Zdenek explained that Czechs saw the movies, yes – but they HEARD the music carried by Armed Forces Network radio broadcasts from Munich, and it all mixed together, images and sounds. (this sort of mixing of Cowboy and Hillbilly is addressed in Peterson’s Creating Country Music, if anyone is interested) They liked the songs, and didn’t know to distinguish them based on genre – they were all just known as “country.” The Tucny DVD shows western wear as an important style featured continuously from the 60s to the 90s…..the hats, boots, and themes, imaginative tropes, vocabulary, images.
Czechs seem to have a different genre distinction framework…or way of dealing with genre. Parallel US reception/production of bluegrass dealth with “the western,” but wasn’t as suffused with it–and has come to mark “country” and “bluegrass” as related but very different. I guess this has to make sense; Czechs at mid-20th-century were engaged in a very different cultural political stage, one in which rock and roll was taking over through the 1950s, yes, but there were so many other things going on as well – Stalinist purges seem a bit different in scale than the Red Scares of McCarthyism–though they seem related.
I’m not sure exactly how the “acoustic instrument” and related traditionalist/purist rhetorics operated in the early years of Czech Americanism. They seem to have been there in Monroe’s work and life and in other situations (early festivals, connections to Appalachia and upland southern purity–see Rosenberg’s writing on the premature memorialization of Bill Monroe…by Bill Monroe.)

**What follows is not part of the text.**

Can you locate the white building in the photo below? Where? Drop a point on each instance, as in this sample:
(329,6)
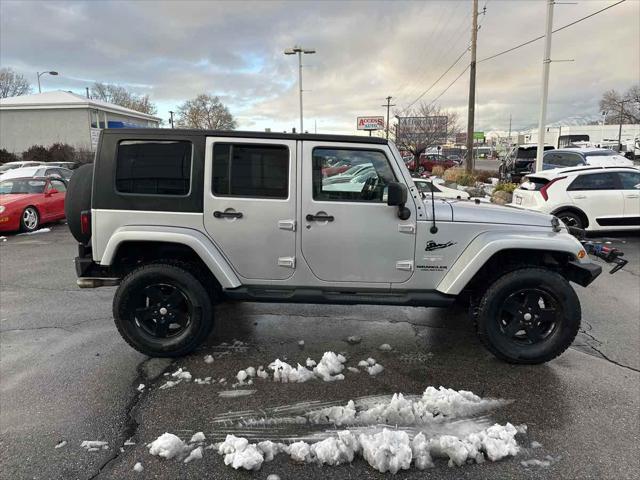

It seems clear that Czechs were operating in a situation where (American) identity-laden genre distinctions (as in “race records” and high/low bracketing) were less important than the performative value of the music – that it was American, and that it fit existing performative models, musical aptitudes, etc. But this is not the sort of thing that Zdenek was talking about. Seems like he was getting at something simpler: the music simply WORKED.